Emerging Opportunities to Innovate and Invest in 21st Century Agriculture

The agriculture sector must urgently innovate to meet global food demand sustainably. Key shifts like regenerative farming and plant proteins open opportunities for agribusiness model evolution. Decisions today will enable affordable nutrition and climate resilience.
The agriculture and food sectors face major challenges in sustainably meeting global food demand. Population growth has increased demand, while climate change disrupts production. However, innovations in agriculture have increased food availability. The sector accounts for 30% of emissions, so transforming food systems is critical for climate goals.
Carbon removal through regenerative agriculture could help sequester 0.5-1.2 gigatons of CO2 annually by 2050. This can also address biodiversity, nutrient pollution and water use issues. Public policy and corporate commitments are pushing for more sustainable models. For example, the EU Farm to Fork Strategy aims for more organic farming and 50% lower synthetic inputs. Over 1500 companies have emissions reduction targets through the Science Based Targets initiative. Many companies also have broader ESG goals around issues like regenerative agriculture, waste, water, and biodiversity.
Five key shifts are needed to meet 21st century agriculture goals: 1) Building land value beyond crops by monetizing ecosystem services and deploying climate-smart techniques. 2) Fueling the biorevolution by increasing biofuel production and developing technologies like manure-to-fuel. 3) Eating more sustainably through alternative proteins and lab-grown meat. 4) Enabling transparency and accountability on ESG metrics across value chains. 5) Taking out waste through improved storage and converting waste to energy.
Survey respondents see "building land value beyond crops" as the biggest challenge for incumbents. Over 50% expect these shifts to impact the industry within 2 years. Investors foresee faster change than incumbents.

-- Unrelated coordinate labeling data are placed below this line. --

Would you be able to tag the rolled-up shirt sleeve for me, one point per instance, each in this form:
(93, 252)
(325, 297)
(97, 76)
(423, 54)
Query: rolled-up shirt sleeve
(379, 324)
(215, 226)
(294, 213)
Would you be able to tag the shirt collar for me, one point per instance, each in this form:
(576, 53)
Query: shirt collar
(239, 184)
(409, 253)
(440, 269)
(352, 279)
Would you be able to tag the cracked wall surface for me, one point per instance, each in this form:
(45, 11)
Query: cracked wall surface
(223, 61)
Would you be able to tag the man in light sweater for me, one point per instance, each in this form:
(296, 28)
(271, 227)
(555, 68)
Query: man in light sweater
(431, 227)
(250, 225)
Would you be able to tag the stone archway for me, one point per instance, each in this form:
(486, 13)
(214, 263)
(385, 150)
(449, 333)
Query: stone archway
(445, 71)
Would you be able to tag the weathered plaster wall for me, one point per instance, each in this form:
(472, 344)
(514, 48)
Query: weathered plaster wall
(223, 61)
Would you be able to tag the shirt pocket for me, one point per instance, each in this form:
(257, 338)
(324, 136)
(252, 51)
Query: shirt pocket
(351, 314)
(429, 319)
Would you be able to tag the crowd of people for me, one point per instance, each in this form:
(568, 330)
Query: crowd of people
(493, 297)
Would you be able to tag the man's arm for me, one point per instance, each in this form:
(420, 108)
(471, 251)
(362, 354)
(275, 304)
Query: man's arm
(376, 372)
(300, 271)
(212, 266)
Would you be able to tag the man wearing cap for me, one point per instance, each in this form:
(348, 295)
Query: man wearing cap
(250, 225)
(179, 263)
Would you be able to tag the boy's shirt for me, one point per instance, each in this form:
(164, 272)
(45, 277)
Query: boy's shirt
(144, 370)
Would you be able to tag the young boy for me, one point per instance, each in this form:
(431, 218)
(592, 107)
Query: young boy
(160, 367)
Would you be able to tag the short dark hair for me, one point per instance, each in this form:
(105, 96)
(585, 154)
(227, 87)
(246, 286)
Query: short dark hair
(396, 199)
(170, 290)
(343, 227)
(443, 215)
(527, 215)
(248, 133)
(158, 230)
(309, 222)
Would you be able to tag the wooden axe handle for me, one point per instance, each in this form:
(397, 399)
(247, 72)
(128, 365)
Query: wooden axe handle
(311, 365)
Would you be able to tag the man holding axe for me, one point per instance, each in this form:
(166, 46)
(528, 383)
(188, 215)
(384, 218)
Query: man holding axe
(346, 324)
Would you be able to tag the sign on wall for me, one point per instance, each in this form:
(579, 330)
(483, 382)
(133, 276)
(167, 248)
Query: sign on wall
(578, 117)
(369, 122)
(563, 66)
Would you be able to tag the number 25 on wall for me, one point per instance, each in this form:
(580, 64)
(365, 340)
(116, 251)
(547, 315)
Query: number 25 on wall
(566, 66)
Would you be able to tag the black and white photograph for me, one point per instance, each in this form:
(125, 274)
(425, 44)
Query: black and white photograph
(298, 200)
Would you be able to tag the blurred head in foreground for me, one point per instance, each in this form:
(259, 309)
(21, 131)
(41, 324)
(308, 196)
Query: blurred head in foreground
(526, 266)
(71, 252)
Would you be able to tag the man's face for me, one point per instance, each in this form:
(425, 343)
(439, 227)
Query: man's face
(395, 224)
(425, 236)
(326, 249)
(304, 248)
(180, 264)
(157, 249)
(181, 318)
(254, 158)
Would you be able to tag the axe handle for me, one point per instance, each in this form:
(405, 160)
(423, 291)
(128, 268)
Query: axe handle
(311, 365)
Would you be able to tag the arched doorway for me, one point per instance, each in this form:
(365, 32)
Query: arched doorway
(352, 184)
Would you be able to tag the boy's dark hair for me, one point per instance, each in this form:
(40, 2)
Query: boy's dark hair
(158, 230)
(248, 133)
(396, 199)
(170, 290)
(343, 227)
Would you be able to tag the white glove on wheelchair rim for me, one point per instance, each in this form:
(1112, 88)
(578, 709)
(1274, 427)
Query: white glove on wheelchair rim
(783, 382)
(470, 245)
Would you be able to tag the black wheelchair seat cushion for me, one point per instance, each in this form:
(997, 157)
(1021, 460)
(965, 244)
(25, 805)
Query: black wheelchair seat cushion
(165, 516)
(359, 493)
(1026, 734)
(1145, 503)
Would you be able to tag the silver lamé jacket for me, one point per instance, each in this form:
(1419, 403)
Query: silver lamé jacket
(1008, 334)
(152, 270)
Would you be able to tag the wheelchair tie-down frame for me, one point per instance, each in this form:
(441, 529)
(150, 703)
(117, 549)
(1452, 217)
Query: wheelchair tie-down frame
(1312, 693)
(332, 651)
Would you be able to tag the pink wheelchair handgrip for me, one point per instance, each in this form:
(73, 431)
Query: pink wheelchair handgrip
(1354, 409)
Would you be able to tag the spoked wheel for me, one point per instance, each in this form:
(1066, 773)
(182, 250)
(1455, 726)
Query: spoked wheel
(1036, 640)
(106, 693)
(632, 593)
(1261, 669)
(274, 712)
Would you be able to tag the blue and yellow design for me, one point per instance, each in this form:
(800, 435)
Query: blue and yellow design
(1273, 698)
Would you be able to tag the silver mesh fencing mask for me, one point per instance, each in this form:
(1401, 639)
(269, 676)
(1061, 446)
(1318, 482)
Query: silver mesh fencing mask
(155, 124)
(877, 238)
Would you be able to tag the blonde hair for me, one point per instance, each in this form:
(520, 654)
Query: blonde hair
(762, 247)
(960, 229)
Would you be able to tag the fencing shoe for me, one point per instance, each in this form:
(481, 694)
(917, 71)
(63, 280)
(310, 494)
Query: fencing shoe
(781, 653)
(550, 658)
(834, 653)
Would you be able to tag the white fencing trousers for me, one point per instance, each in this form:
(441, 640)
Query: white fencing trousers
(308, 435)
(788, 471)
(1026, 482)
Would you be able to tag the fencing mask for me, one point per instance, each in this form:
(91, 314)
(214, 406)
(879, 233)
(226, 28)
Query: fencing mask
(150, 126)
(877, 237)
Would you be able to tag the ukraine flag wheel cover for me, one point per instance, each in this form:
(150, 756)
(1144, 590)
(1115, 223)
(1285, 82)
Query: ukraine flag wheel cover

The greatest impacts are expected from sustainable eating and ESG transparency.
Eleven emerging business concepts can support sustainable farming:
- Land preservation and conservation, monetizing ecosystem services of land
- Regenerative agronomy services to support farmer transition
- Smallholder support services to enable climate-resilient, high productivity practices
- Manure-to-fuel and fertilizer conversion
- Biorefining techniques like pyrolysis to create biofuels from residues
- Scaling plant-based proteins more cost effectively
- Developing lab-grown meat alternatives
- Deploying off-grid cold storage to reduce crop losses
- Converting downstream food waste into energy or fertilizers
- Providing field-level insights to optimize practices and incorporate climate risk
- Supply chain carbon accounting software for emissions transparency
Investors are most excited about more mature concepts like alternative proteins and waste valorization. Incumbents prefer on-farm concepts like regenerative agriculture. Responses indicate scaling will be rapid, with innovations achieving meaningful scale in 3-5 years.
To capitalize on these shifts, agribusinesses can: 1) Ensure a healthy core business first. 2) Expand into adjacencies that leverage existing capabilities. 3) Pursue partnerships across the value chain to enter new spaces. 4) Consider novel partnerships even outside the sector. 5) Acquire talent to build new business models and technical capabilities.
In summary, the agriculture sector needs urgent innovation to sustainably meet food demand. Several key shifts must occur, enabled by emerging business concepts with significant investor interest. Incumbents can evolve their business models to embrace these market changes. Decisions today will have lasting impact on affordable nutrition and climate resilience.